When we turned to Ramseyer’s peer-reviewed article in the academic journal IRLE to evaluate its argument, what we found further alarmed us: distortion, misrepresentation, misdirection, and omission of historical sources. As historians, we appreciate that scholars engage in different interpretations of the past, and we believe that well-grounded historical research, however unpopular, potentially offensive, or politically inconvenient, merits respect and thoughtful discussion. However, we contend that this article does not fall into this category. Its inaccuracies are more than superficial errors; they completely undermine the article’s claims. Indeed, if the sources were portrayed accurately the argument would collapse. For this reason, we believe that the article should be retracted. 


In this letter, we lay out the distortions and misrepresentations of sources that we have found in Ramseyer’s article. While many of us also have problems with the framing and logic of the argument, which we and other concerned scholars have documented elsewhere, this letter is not intended to address those issues; it is about the use of sources and what we believe to be problems with academic integrity, not the merits of the argument or its political, legal, or moral ramifications. 


Ramseyer’s article argues that the “comfort station system” relied on a contractual framework through which brothel keepers and women agreed on the appropriate compensation for the women’s work. The brothel keepers wanted to prevent women from “shirking” in a difficult and dangerous job. The women, meanwhile, were mindful of the reputational consequences of working in a brothel and wary that they might be cheated. The result, according to Ramseyer, was a system of “credible commitments” in which women were paid large sums of money upfront for short terms of service in brothels. Meanwhile, they were incentivized to “work hard” by the prospect of paying off those substantial cash advances and leaving service early. 


There are two factual claims that are fundamental to this argument. One is that there were contractual agreements between women and brothel keepers that paid women large cash advances. The other is that the women in brothels could leave early if they earned out by paying off their loans and debts. Neither is supported by the evidence Ramseyer uses; in fact, in some cases the evidence he cites directly contradicts these claims. 


Below, we have categorized the problems we have found with the article under four headings: “Failure to Acknowledge an Absence of Evidence,” “Use of Evidence from Primary Sources,” “Use of Evidence from Secondary Sources,” and “Miscitation.” We have cited our sources in footnotes and an appendix to this letter. Unless we indicate otherwise, all translations from Japanese are ours.
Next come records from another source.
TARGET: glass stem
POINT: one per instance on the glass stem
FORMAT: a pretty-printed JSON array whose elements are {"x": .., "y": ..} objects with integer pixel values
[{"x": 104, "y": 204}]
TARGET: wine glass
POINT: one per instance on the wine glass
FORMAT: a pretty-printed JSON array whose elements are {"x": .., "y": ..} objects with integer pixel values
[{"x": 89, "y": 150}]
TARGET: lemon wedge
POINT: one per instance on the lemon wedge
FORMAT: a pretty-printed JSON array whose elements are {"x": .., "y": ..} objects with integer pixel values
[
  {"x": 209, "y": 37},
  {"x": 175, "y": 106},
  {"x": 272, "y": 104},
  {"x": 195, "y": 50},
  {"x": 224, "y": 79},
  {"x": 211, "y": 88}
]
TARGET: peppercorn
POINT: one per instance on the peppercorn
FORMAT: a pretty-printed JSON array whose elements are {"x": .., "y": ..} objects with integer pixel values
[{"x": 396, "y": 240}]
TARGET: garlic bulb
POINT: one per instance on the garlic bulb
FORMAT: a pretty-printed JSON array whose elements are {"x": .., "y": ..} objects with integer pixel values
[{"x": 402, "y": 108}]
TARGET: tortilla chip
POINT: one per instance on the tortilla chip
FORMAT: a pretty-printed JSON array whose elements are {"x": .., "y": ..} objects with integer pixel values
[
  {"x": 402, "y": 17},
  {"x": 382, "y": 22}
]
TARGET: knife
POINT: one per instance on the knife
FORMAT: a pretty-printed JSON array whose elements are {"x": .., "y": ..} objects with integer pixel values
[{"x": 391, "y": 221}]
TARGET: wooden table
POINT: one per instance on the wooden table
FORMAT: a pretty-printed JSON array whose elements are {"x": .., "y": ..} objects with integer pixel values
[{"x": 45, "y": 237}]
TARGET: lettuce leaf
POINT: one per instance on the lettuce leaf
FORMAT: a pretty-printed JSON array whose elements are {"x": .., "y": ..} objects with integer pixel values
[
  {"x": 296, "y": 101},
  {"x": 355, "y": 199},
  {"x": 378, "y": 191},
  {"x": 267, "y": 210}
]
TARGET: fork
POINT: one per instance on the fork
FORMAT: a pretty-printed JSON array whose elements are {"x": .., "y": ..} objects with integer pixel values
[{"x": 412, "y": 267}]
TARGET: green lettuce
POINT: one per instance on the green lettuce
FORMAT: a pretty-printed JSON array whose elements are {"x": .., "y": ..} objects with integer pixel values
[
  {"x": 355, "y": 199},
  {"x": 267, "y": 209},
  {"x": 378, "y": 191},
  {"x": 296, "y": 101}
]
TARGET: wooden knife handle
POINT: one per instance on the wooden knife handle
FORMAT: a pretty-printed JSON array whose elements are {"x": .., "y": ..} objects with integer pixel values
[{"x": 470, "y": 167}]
Finally, in preparing this letter, we have consulted the American Historical Association’s “Statement on Standards of Professional Conduct,” which reads, in part:


Professional integrity in the practice of history requires awareness of one’s own biases and a readiness to follow sound method and analysis wherever they may lead. Historians should document their findings and be prepared to make available their sources, evidence, and data, including any documentation they develop through interviews. Historians should not misrepresent their sources. They should report their findings as accurately as possible and not omit evidence that runs counter to their own interpretation. They should not commit plagiarism. They should oppose false or erroneous use of evidence, along with any efforts to ignore or conceal such false or erroneous use.


Nevertheless, we understand that there can be a range of opinion about what constitutes academic misconduct, and we also know that standards are not always consistent between disciplines. We believe that some of the examples below — including the mischaracterization of Osaki’s and Mun Ok-ju’s testimony, the failure to acknowledge the absence of relevant sample or actual contracts, and unmarked citations to nationalist blogs and historically revisionist websites — transgress standards of scholarly integrity that are widely shared across all academic disciplines. Other examples may, for some readers, fall into a gray zone of irresponsible scholarship, the misuse of sources, or sloppy citation practices. We document those here for the record, but invite readers to come to their own conclusions.